Coincidentally, Amazon UK reported today that it is now selling 114 Kindle ebooks for every 100 print books it sells.

The EPUB format is not natively readable on the Kindle device or in the Kindle application.  Customers can add conversion apps easily to their devices to make EPUB readable on a Kindle, but as consumers seek the advantages of an industry standard, how will Amazon respond?

Feel free to suggest new additions to the timeline!

Added 20120806.

Ebook Timeline Updated – 20120725

As we are still in the Age of e-Incunabula, what better than a trip half way around the world to Japan to see one of the world’s largest collections of Western incunabula — and an excellent site to bookmark?

The National Diet Library’s site refers to itself as an exhibition based on the book “Inkyunabura no Sekai” (The World of Incunabula) / written by Hiroharu Orita, compiled by the Library Research Institute of the National Diet Library. Tokyo: Japan Library Association, July 2000 (in Japanese).

The exhibition provides a timeline of incunabula from the second half of the 4th century when the shift to the codex occurred to 1980 when the British Library began entering data on its collection of incunabula into the ISTC. The site provides much more than this chronology.

Images from the collection, statistics on the type fonts used, coverage of design and how the quires (sheets of paper folded, forerunner of book signatures and files in EPUB!) were arranged, and the binding process — all are covered straightforwardly and often in entertaining detail.  Look on this site and consider how far we have to go with our ebooks and apps!

Added 20120725.

Ebook Timeline Updated – 20120719

Not as interactive as the Counterspace timeline for typography below, but certainly as densely informative, and it extends to typography online.

Added 20120719.

Ebook Timeline Updated – 20120717

Another timeline, this one focused on bookbinding. Is .zip the binding for an ebook?

Added 20120717.

Ebook Timeline Updated – 20120710

On the heels of the question above comes an outstanding interactive infographic on a critical element of the book and ebook: typography.

Added 20120710.

 Ebook Timeline Updated – 20120706

Yet another ebook timeline, and this one is broken down into interpretive categories, “The Age of Writing” and “The Network Era,” which is thought-provoking.  Are we in “The Age of the Tablet”?

Added 20120706.

Start of the Ebook Timeline

In 1936, “Chronology of Books & Printing” appeared in its revised edition, published by Macmillan in New York. In 1996, Cor Knops picked up the torch and started a Book History Timeline from Sumerian clay tablets (he could have started with the caves at Lascaux!) through to 1997 with the first issue of “Biblio Magazine” but with little acknowledgment of ebooks.

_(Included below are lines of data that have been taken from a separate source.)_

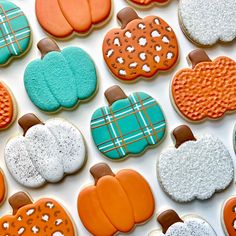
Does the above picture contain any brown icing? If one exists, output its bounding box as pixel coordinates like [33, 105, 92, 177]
[188, 49, 211, 69]
[105, 85, 127, 106]
[157, 210, 183, 234]
[18, 113, 43, 136]
[37, 38, 61, 58]
[173, 125, 196, 148]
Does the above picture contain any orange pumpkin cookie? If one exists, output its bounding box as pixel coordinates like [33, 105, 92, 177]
[103, 7, 178, 81]
[0, 82, 16, 131]
[36, 0, 112, 38]
[78, 163, 155, 236]
[0, 192, 75, 236]
[171, 49, 236, 122]
[222, 196, 236, 236]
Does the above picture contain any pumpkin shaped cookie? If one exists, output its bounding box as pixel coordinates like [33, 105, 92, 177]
[91, 86, 166, 160]
[171, 49, 236, 122]
[0, 0, 31, 66]
[24, 38, 97, 112]
[0, 81, 17, 131]
[0, 192, 76, 236]
[5, 114, 86, 188]
[157, 125, 234, 202]
[103, 7, 178, 82]
[36, 0, 112, 38]
[149, 210, 217, 236]
[78, 163, 155, 236]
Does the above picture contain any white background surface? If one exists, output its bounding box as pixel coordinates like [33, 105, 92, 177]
[0, 0, 236, 236]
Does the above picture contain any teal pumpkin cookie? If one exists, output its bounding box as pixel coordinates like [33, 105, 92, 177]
[0, 0, 31, 66]
[24, 38, 97, 112]
[91, 86, 166, 160]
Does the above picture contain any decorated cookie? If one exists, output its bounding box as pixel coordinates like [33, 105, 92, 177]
[171, 49, 236, 122]
[149, 210, 217, 236]
[157, 125, 234, 202]
[179, 0, 236, 46]
[222, 196, 236, 236]
[5, 114, 86, 188]
[103, 7, 178, 82]
[0, 0, 31, 66]
[0, 81, 17, 131]
[0, 192, 75, 236]
[36, 0, 112, 38]
[0, 169, 6, 206]
[24, 38, 97, 112]
[78, 163, 155, 236]
[91, 85, 166, 160]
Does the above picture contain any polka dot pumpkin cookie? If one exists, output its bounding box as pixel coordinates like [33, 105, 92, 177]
[0, 192, 75, 236]
[103, 7, 178, 82]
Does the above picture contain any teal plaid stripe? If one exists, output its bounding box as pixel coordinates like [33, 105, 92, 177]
[91, 93, 166, 159]
[0, 1, 31, 60]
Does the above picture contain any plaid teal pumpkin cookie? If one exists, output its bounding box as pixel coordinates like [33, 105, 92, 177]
[0, 0, 31, 66]
[91, 86, 166, 160]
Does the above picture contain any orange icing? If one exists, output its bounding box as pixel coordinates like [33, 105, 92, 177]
[36, 0, 111, 38]
[78, 170, 154, 235]
[103, 16, 178, 81]
[172, 57, 236, 121]
[0, 82, 14, 130]
[223, 197, 236, 236]
[0, 198, 75, 236]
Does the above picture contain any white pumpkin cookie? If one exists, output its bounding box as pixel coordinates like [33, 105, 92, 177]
[5, 114, 86, 188]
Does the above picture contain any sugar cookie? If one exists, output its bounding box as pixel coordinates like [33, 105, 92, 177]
[0, 0, 31, 66]
[103, 7, 178, 82]
[5, 114, 86, 188]
[179, 0, 236, 46]
[171, 49, 236, 122]
[157, 125, 234, 202]
[0, 192, 75, 236]
[0, 81, 17, 131]
[78, 163, 155, 236]
[149, 210, 217, 236]
[36, 0, 112, 38]
[24, 38, 97, 112]
[91, 85, 166, 160]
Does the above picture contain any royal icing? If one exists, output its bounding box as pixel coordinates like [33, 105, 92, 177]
[24, 38, 97, 112]
[179, 0, 236, 46]
[0, 82, 16, 131]
[171, 49, 236, 122]
[36, 0, 112, 38]
[5, 114, 86, 188]
[0, 0, 31, 66]
[149, 210, 216, 236]
[0, 192, 75, 236]
[103, 7, 178, 81]
[157, 125, 234, 202]
[91, 86, 166, 160]
[78, 163, 154, 235]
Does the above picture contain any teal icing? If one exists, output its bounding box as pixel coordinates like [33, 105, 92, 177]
[24, 47, 97, 112]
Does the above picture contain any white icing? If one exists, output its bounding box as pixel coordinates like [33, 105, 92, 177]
[157, 135, 234, 202]
[179, 0, 236, 45]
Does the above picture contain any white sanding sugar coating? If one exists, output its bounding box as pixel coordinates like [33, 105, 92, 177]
[149, 216, 216, 236]
[179, 0, 236, 46]
[5, 119, 86, 188]
[157, 135, 234, 202]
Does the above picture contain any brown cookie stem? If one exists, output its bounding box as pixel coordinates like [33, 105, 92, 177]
[173, 125, 196, 148]
[90, 163, 115, 185]
[188, 49, 211, 69]
[104, 85, 127, 106]
[18, 113, 43, 136]
[157, 210, 183, 234]
[117, 7, 141, 29]
[37, 38, 61, 59]
[8, 192, 33, 215]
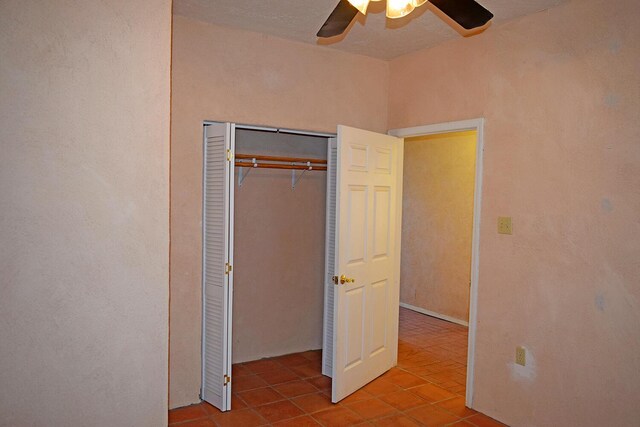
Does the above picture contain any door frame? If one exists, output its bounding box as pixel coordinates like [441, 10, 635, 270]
[389, 118, 484, 408]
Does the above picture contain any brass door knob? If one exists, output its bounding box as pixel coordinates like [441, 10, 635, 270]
[340, 274, 356, 285]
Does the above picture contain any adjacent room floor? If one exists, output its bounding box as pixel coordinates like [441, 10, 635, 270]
[169, 308, 504, 427]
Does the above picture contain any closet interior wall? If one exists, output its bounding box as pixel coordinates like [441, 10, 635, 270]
[232, 129, 327, 363]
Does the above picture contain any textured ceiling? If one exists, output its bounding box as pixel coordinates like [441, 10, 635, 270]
[173, 0, 567, 59]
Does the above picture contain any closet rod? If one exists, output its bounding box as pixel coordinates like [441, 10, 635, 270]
[236, 161, 327, 171]
[236, 153, 327, 169]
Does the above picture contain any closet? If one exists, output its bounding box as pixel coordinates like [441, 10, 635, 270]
[201, 122, 403, 410]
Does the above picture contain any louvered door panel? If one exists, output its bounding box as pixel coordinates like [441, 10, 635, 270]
[322, 138, 338, 377]
[202, 123, 233, 411]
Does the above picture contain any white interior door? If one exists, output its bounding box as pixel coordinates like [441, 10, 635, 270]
[331, 126, 404, 402]
[201, 123, 235, 411]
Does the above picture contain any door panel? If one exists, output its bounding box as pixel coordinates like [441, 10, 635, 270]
[332, 126, 404, 402]
[201, 123, 234, 411]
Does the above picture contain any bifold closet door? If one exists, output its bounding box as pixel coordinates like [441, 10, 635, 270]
[201, 123, 235, 411]
[324, 126, 404, 402]
[322, 138, 338, 377]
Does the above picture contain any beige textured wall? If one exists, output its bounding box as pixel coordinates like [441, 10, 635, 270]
[389, 0, 640, 426]
[233, 131, 327, 362]
[400, 131, 476, 322]
[0, 0, 171, 427]
[169, 16, 388, 407]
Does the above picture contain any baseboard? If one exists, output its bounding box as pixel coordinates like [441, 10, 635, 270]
[400, 302, 469, 327]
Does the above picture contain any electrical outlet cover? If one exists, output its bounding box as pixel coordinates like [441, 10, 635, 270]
[516, 347, 527, 366]
[498, 216, 513, 234]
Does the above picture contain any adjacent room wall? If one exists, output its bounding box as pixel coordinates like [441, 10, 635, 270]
[169, 16, 388, 407]
[400, 131, 476, 323]
[233, 130, 327, 363]
[389, 0, 640, 426]
[0, 0, 171, 427]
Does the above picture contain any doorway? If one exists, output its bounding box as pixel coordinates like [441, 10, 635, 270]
[389, 118, 484, 408]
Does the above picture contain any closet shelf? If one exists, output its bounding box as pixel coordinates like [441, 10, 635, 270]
[235, 153, 327, 190]
[236, 160, 327, 171]
[236, 154, 327, 166]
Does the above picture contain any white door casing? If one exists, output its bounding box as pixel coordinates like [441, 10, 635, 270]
[201, 123, 235, 411]
[332, 126, 404, 402]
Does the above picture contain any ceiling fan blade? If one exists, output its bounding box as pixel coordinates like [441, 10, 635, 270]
[317, 0, 358, 37]
[429, 0, 493, 30]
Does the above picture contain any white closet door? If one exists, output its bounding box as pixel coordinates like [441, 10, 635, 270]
[332, 126, 404, 402]
[322, 138, 338, 377]
[201, 123, 235, 411]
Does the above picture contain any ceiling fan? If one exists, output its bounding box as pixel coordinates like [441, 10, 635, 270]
[317, 0, 493, 38]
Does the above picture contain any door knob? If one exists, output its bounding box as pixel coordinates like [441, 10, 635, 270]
[333, 274, 356, 285]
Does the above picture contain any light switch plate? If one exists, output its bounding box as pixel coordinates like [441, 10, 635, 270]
[498, 216, 513, 234]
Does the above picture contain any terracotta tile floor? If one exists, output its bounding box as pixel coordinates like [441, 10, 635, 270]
[169, 308, 504, 427]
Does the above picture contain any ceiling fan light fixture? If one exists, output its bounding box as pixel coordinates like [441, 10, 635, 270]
[384, 0, 421, 19]
[349, 0, 375, 15]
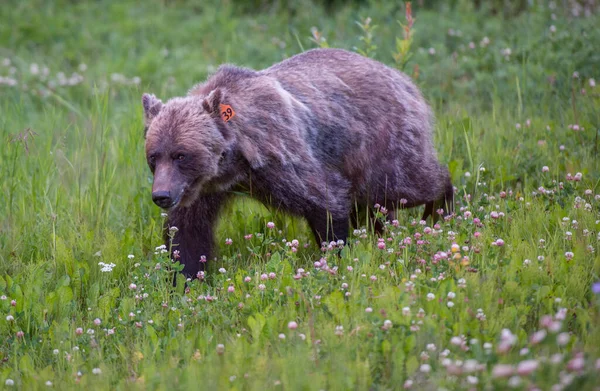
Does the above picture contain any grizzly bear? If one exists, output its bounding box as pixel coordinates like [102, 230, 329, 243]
[142, 49, 453, 277]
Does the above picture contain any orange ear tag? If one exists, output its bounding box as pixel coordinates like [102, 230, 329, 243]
[219, 103, 235, 122]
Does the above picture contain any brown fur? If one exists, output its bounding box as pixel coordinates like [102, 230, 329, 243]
[142, 49, 453, 275]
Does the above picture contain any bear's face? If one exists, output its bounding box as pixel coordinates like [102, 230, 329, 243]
[142, 94, 230, 209]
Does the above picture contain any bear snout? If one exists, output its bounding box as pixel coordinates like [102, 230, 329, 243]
[152, 190, 174, 209]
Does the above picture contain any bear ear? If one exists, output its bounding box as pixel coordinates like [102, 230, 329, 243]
[202, 88, 223, 117]
[142, 94, 163, 133]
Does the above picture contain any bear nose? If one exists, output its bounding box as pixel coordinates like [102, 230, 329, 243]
[152, 190, 173, 208]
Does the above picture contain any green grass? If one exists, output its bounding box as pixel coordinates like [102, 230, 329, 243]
[0, 0, 600, 390]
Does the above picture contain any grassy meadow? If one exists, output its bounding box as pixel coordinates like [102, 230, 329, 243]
[0, 0, 600, 391]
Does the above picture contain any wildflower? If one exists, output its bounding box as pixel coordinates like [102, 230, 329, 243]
[556, 333, 571, 346]
[382, 319, 393, 330]
[492, 364, 515, 377]
[450, 337, 464, 346]
[98, 262, 117, 273]
[517, 360, 540, 376]
[530, 329, 548, 345]
[567, 354, 585, 372]
[475, 308, 486, 322]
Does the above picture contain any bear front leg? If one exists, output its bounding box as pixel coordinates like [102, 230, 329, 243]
[305, 208, 349, 245]
[165, 193, 228, 278]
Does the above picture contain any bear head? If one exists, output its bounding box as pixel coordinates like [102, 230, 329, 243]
[142, 89, 240, 209]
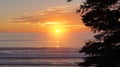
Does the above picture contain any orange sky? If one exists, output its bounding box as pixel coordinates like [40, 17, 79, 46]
[0, 0, 88, 32]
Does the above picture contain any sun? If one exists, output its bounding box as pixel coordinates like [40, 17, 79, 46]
[55, 29, 61, 33]
[55, 45, 60, 48]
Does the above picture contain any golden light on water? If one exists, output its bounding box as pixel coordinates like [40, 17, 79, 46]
[45, 22, 67, 48]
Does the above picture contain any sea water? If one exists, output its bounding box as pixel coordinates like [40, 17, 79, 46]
[0, 33, 92, 67]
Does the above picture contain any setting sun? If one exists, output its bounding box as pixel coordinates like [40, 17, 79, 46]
[55, 29, 61, 33]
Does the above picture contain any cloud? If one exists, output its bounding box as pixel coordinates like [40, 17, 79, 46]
[14, 6, 86, 29]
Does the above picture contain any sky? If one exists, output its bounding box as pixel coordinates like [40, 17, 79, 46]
[0, 0, 88, 32]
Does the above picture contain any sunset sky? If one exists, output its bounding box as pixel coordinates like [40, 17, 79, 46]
[0, 0, 87, 32]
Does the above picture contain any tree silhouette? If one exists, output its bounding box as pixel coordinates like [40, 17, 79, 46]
[68, 0, 120, 67]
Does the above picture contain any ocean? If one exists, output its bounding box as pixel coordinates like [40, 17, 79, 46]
[0, 33, 92, 67]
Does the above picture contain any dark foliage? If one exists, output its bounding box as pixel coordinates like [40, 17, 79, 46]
[68, 0, 120, 67]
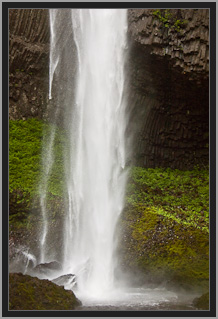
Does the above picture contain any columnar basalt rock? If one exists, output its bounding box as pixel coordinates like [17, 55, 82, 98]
[9, 9, 209, 169]
[129, 9, 209, 169]
[9, 9, 49, 119]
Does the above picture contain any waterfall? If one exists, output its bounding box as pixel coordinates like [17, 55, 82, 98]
[41, 9, 127, 294]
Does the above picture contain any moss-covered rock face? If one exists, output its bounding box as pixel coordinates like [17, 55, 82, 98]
[9, 119, 209, 291]
[9, 274, 81, 310]
[193, 292, 209, 310]
[118, 168, 209, 290]
[9, 119, 66, 262]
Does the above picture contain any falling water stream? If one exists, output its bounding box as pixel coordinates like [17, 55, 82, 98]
[35, 9, 199, 309]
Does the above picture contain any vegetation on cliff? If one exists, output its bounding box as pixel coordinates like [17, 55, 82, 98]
[9, 274, 81, 310]
[9, 119, 209, 302]
[119, 167, 209, 290]
[9, 119, 65, 226]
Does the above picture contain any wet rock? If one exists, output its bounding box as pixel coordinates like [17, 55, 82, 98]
[9, 245, 36, 274]
[9, 273, 81, 310]
[33, 261, 62, 274]
[193, 292, 209, 310]
[52, 274, 76, 289]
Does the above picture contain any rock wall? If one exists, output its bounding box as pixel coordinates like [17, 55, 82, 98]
[9, 9, 209, 169]
[128, 9, 209, 169]
[9, 9, 50, 119]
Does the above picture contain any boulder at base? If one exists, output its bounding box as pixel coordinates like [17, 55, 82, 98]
[9, 273, 81, 310]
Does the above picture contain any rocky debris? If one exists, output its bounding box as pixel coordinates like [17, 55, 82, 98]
[9, 245, 36, 274]
[52, 274, 76, 289]
[126, 9, 209, 169]
[9, 9, 209, 169]
[128, 9, 209, 79]
[9, 273, 81, 310]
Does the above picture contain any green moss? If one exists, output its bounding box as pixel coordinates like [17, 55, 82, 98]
[9, 119, 67, 227]
[9, 274, 81, 310]
[120, 167, 209, 289]
[193, 292, 210, 310]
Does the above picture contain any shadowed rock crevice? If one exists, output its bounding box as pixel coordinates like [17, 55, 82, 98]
[9, 9, 209, 169]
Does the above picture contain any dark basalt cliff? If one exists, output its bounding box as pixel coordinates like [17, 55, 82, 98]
[9, 9, 50, 119]
[9, 9, 209, 169]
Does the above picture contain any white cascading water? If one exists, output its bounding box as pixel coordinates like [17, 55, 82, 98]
[64, 9, 127, 294]
[40, 9, 127, 295]
[35, 9, 191, 310]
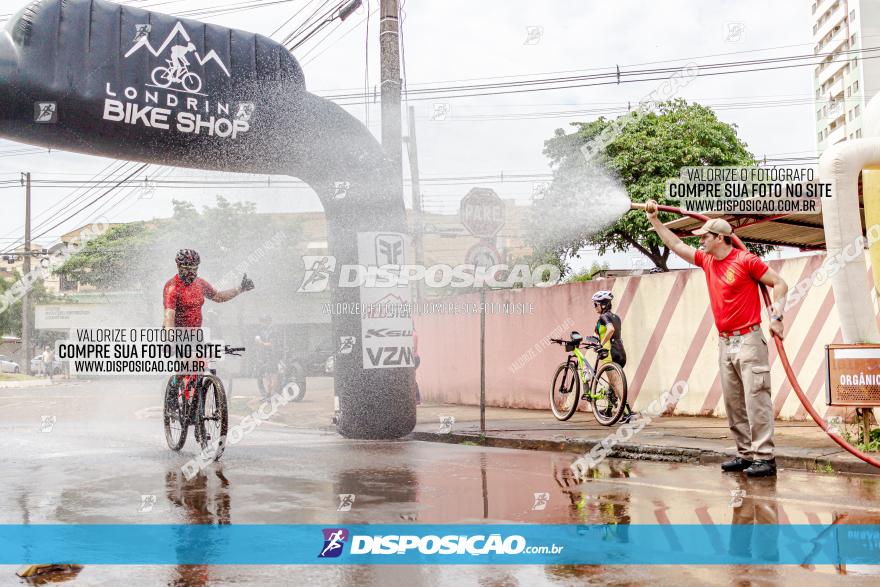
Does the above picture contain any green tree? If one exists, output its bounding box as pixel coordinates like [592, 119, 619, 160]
[565, 261, 608, 283]
[0, 272, 55, 336]
[531, 99, 771, 271]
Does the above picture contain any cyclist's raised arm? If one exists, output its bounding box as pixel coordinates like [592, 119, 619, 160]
[211, 273, 254, 303]
[645, 200, 697, 265]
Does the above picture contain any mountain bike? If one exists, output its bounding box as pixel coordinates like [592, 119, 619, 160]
[550, 331, 627, 426]
[162, 345, 245, 461]
[151, 59, 202, 93]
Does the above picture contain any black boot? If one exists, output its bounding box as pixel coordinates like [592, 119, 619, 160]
[746, 459, 776, 477]
[721, 457, 752, 472]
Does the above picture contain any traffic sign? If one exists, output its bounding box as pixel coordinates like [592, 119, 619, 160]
[459, 188, 504, 238]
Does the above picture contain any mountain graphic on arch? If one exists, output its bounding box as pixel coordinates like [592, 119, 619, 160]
[125, 22, 230, 77]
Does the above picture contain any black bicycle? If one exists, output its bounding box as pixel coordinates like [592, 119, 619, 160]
[163, 345, 245, 461]
[550, 331, 627, 426]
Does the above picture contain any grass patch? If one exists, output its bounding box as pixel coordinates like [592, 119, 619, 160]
[0, 373, 40, 381]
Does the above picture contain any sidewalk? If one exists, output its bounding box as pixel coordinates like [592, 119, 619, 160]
[414, 404, 880, 475]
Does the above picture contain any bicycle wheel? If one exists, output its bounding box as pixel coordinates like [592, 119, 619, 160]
[550, 363, 581, 422]
[162, 375, 189, 451]
[196, 375, 229, 461]
[591, 363, 626, 426]
[180, 72, 202, 93]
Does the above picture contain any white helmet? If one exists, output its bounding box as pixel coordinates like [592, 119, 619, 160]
[593, 289, 614, 302]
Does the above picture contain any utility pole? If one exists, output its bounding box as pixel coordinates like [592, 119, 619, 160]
[406, 106, 425, 302]
[21, 172, 31, 373]
[379, 0, 403, 186]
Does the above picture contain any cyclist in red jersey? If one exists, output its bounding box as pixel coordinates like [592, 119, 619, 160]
[162, 249, 254, 328]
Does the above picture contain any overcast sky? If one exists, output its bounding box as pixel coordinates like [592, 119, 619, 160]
[0, 0, 815, 266]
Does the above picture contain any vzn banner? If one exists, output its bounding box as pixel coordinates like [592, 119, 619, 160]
[0, 0, 415, 438]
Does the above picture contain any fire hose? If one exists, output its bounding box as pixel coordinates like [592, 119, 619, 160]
[630, 203, 880, 468]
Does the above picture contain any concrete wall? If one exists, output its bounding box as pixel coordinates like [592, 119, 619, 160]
[415, 255, 877, 419]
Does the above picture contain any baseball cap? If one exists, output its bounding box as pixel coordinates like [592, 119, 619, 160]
[692, 218, 733, 236]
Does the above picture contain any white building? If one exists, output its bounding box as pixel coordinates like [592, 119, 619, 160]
[812, 0, 880, 154]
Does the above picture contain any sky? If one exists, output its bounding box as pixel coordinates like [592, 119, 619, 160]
[0, 0, 815, 268]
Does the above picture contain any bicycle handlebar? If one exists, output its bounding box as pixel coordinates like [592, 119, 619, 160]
[550, 338, 602, 349]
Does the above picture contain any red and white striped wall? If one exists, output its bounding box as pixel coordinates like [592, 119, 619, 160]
[415, 255, 877, 420]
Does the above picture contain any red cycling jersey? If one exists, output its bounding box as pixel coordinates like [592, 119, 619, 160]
[162, 275, 217, 328]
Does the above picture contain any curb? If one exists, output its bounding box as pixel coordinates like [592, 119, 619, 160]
[412, 430, 880, 476]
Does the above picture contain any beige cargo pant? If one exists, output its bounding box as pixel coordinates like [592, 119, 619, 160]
[718, 330, 773, 461]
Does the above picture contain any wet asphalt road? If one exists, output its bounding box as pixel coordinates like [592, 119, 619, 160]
[0, 380, 880, 586]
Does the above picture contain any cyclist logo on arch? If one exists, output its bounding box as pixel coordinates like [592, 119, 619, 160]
[152, 42, 202, 94]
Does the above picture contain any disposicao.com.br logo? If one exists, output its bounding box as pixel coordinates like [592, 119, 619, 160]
[297, 255, 560, 293]
[319, 528, 564, 558]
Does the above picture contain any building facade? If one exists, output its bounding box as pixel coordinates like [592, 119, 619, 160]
[811, 0, 880, 155]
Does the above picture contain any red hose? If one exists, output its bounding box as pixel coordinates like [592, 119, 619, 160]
[657, 205, 880, 468]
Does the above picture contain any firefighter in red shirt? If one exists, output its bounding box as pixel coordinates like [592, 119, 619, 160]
[645, 200, 788, 477]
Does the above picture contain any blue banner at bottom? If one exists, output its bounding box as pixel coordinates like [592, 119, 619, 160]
[0, 524, 880, 565]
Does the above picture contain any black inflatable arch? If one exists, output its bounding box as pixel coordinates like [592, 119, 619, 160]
[0, 0, 415, 438]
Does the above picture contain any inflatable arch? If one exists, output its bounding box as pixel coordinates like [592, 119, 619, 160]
[0, 0, 415, 439]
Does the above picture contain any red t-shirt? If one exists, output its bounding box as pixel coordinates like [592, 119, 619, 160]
[162, 275, 217, 328]
[694, 249, 769, 332]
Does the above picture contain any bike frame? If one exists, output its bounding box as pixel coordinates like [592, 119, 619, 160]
[562, 347, 605, 399]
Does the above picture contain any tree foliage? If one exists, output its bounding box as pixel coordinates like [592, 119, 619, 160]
[533, 99, 770, 271]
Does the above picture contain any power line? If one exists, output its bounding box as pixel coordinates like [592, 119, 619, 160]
[323, 47, 880, 100]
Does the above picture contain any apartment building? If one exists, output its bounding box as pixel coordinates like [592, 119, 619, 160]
[812, 0, 880, 154]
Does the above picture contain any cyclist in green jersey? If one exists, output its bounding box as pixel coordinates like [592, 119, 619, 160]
[593, 290, 633, 424]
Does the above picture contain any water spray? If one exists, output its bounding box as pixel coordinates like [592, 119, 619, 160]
[630, 202, 880, 468]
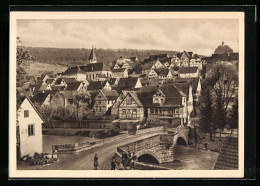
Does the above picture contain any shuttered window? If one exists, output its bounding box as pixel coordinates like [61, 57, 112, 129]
[28, 124, 35, 136]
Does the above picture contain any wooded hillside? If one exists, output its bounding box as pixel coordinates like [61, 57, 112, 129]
[25, 47, 181, 66]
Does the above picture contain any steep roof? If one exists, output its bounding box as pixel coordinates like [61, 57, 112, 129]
[67, 81, 81, 90]
[117, 77, 139, 90]
[178, 67, 198, 74]
[154, 68, 169, 76]
[174, 83, 190, 99]
[83, 63, 110, 72]
[31, 93, 49, 105]
[101, 90, 118, 100]
[175, 77, 199, 91]
[214, 136, 238, 170]
[87, 81, 107, 90]
[142, 63, 153, 70]
[214, 42, 233, 54]
[62, 66, 85, 75]
[212, 53, 229, 62]
[62, 78, 78, 84]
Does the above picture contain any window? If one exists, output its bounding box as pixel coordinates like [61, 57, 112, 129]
[126, 98, 132, 105]
[24, 110, 29, 118]
[28, 124, 34, 136]
[133, 109, 137, 118]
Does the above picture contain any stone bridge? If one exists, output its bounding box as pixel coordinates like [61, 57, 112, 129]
[117, 127, 189, 163]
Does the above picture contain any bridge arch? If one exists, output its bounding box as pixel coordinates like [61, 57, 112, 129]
[136, 150, 162, 163]
[173, 134, 188, 146]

Now in 2012, looking back to 2002, we find this journalistic stab at a timeline for ebooks.

Forged together, the chronologies would have to include “As we may think” by Vannevar Bush in 1945, Ted Nelson’s coining of “hypertext” in 1963-65, the Apple Newton in 1993 (how many publishers and authors have kept track of the free downloads of their Newton ebooks?) and much more.

Another extension of the ebook timeline appears in this book by Marie Lebert, which fills in important gaps, misses others and offers more than a few overemphasized continental developments. Her timeline takes us through 2009, which means that the signal events in 2011/12 of ebook sales’ outstripping those of print in some markets are still to be added.